The companies admitted this in 2001. They promised to stop it by 2005. They failed. They promised again for 2010. They failed. Then 2020. Failed again. Now they say 2025. Two decades of promises that led nowhere while children kept working in the fields.
A boy named Drissa, who was freed from a cocoa farm, said, “When people eat chocolate, they are eating my flesh.” He was not exaggerating. Ninety‑five percent of the children in cocoa do hazardous work. They use machetes. They carry heavy loads. They spray pesticides with no protection. They work long days with no pay.
And Drissa is not the only one.
A boy named Aly Diabaté said he was trafficked from Mali at age eleven. He said he worked from sunrise to sunset and was beaten when he slowed down.
A boy interviewed by the BBC, called “Yaya” for safety, said he had harvested cocoa for years but had never tasted chocolate in his life.
A girl in Ghana, only thirteen, told researchers she carried sacks heavier than her own body and handled chemicals that burned her skin.
Another boy who escaped a farm said, “I thought I would die there.”
These are not rare stories. They are common.
Meanwhile, Nestlé makes around one hundred billion dollars a year. Cargill makes more than one hundred fifty billion. The average cocoa farmer in Côte d’Ivoire earns about fifty cents a day.

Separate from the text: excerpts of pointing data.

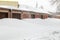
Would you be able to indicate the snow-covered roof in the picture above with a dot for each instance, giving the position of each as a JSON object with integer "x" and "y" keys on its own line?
{"x": 26, "y": 8}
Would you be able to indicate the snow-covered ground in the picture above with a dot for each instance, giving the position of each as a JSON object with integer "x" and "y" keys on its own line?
{"x": 29, "y": 29}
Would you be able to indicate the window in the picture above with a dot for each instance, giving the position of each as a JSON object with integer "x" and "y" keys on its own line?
{"x": 33, "y": 16}
{"x": 16, "y": 15}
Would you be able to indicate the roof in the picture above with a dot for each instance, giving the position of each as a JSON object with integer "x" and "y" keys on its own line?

That is why children are used. Farmers cannot survive. Children become the cheapest labor. Some are taken from other countries and forced to work.
The companies say they are fixing the problem, but they cannot even trace most of their cocoa. Nestlé can trace about half. Cargill can trace about ten percent. They do not know where most of their cocoa comes from. They cannot stop child slavery if they do not know which farms they buy from.

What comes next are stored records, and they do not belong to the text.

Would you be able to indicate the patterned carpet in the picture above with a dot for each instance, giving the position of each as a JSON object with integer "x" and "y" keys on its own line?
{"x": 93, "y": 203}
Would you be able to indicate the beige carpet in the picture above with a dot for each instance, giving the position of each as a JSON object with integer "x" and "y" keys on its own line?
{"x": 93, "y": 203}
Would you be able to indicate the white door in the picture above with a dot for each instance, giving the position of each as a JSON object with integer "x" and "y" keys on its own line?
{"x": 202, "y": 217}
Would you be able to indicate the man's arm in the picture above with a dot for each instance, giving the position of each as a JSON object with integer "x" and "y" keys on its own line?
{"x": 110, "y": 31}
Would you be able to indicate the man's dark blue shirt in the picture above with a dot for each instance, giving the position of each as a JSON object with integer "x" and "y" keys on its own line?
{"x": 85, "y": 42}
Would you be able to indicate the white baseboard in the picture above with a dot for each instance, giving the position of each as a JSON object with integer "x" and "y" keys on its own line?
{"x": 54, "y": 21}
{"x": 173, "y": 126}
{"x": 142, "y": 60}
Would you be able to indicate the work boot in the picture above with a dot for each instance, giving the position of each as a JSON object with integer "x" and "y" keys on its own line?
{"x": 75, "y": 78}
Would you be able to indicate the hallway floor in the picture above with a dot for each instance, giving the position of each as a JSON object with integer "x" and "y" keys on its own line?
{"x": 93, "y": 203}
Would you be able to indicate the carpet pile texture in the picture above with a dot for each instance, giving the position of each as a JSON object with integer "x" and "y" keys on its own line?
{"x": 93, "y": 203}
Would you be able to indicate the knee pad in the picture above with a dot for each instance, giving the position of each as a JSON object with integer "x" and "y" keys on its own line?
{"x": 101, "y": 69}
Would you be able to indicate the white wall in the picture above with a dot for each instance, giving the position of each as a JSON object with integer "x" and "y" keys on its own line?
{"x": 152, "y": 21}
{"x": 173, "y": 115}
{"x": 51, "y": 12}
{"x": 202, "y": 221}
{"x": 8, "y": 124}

In 2021, six former child slaves took Nestlé and Cargill to the U.S. Supreme Court. They said they had been trafficked, forced to work long days, beaten, and never paid. The Court ruled eight to one in favor of the companies. Not because the abuse didn’t happen. Not because the children were lying. The Court said the case could not continue because the slavery happened overseas. The companies walked away with no consequences.
So nothing changes. The companies keep making money. The world keeps buying chocolate. And children keep working in the fields with machetes in their hands.
Every time we buy chocolate from companies that refuse to clean up their supply chains, we help keep this system alive. We help keep children in danger. We help keep the cycle going.










If only we had a multinational army dedicated to fighting for justice against corporations. All of this would (at the very least) slow down dramatically. We’d hold these corporations accountable to their crimes and arrest the criminals responsible. That might sound extreme, but it’s what I envision would really change the world for the better.
I’m against children laboring in cocoa fields, where they work long days with no pay. They should be in school, where they can….work long days with no pay.